TAIPEI (Taiwan News) — Claims that the U.S. would destroy Taiwan’s semiconductor manufacturing industry rather than let China gain control are untrue, according to the person the comments were attributed to on Monday (March 13).
U.S. news platform Semafor released an article, later republished by Business Insider, with the headline “U.S. would destroy Taiwan’s chip plants if China invades,” making a dubious inference from comments made by a former national security advisor to the Trump administration. Semafor misconstrued Robert O’Brien's claim that the U.S. allowing China to take over Taiwan was “never going to happen,” to make the claim that the U.S. would “demolish” Taiwan’s semiconductor industry rather than let China gain control.
The interviewer appeared misled by an analogy O’Brien made about Britain’s decision to destroy a French Navy fleet in World War Two to avoid it falling into the hands of the Nazis. “They bombed that fleet!” the interviewer said.
In February 2022, Semafor partnered with a think tank that operates under the Chinese Communist Party’s (CCP) United Front Work Department (UFWD), the CCP's branch responsible for promoting Chinese influence and ideas overseas.
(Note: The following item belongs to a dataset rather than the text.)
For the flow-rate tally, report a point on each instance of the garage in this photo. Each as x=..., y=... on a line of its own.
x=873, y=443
O’Brien suggested that his comments were deliberately misinterpreted in the interest of creating Chinese propaganda, per CNA.
He revealed, "The only people that will destroy Taiwan in an invasion are Communist China, and anyone who says that the U.S. is somehow going to destroy Taiwan or attack Taiwan, that's propaganda and misinformation from the Chinese Communist Party.”
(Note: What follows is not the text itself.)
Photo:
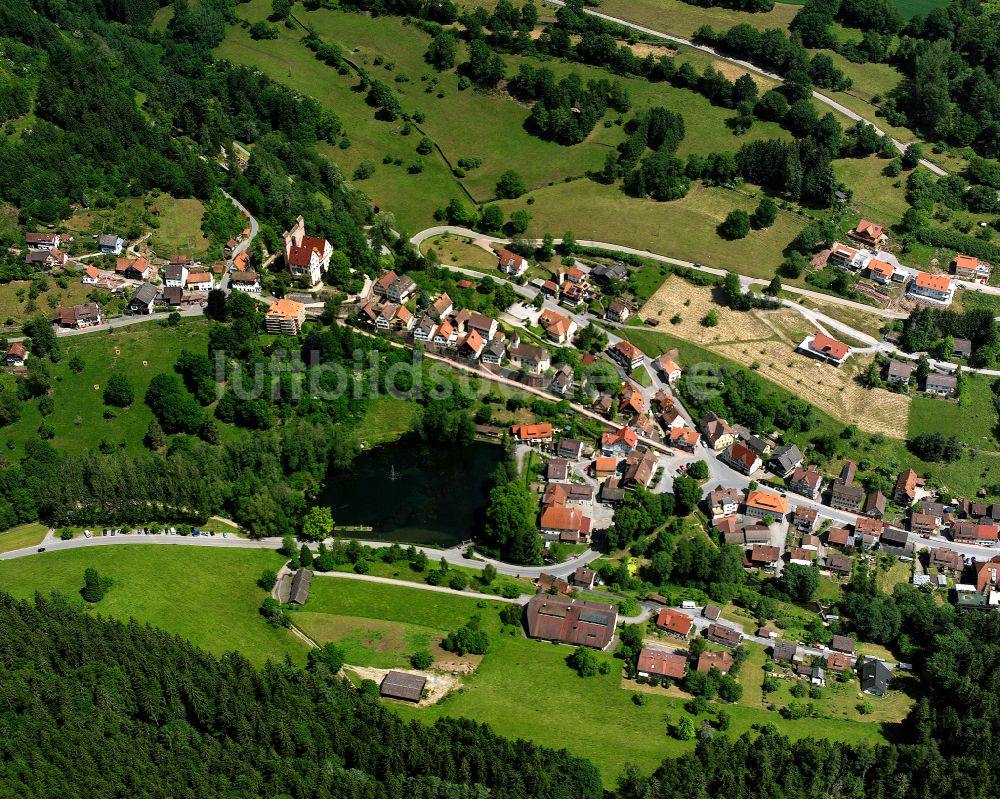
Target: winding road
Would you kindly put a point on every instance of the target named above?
(819, 96)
While O’Brien denied the U.S. would destroy TSMC, a report published by the U.S. Army War College in 2021 recommended destruction as a course of action. “The United States and Taiwan should lay plans for a targeted 'scorched-earth' strategy that would render Taiwan not just unattractive if ever seized by force, but positively costly to maintain,” the authors said.
The report claimed, “This could be done most effectively by threatening to destroy facilities belonging to the Taiwan Semiconductor Manufacturing Company." The report received negative reception in Taiwan and abroad, and critics quickly pointed out that publicizing such a strategy would be an “enormous boon” to the CCP’s UFWD.
O’Brien said that Taiwan needs to buy more U.S. weapons and manufacture more defense equipment. Taiwan currently has a backlog of around US$19 billion (NT$589 billion) in U.S. arms purchases, since most weapons are being sent to Ukraine.
"My position is that we should give the same priority to Taiwan that we're giving to Ukraine," O‘Brien said. “Ukraine is already in a war …but for Taiwan, we have to deter a war."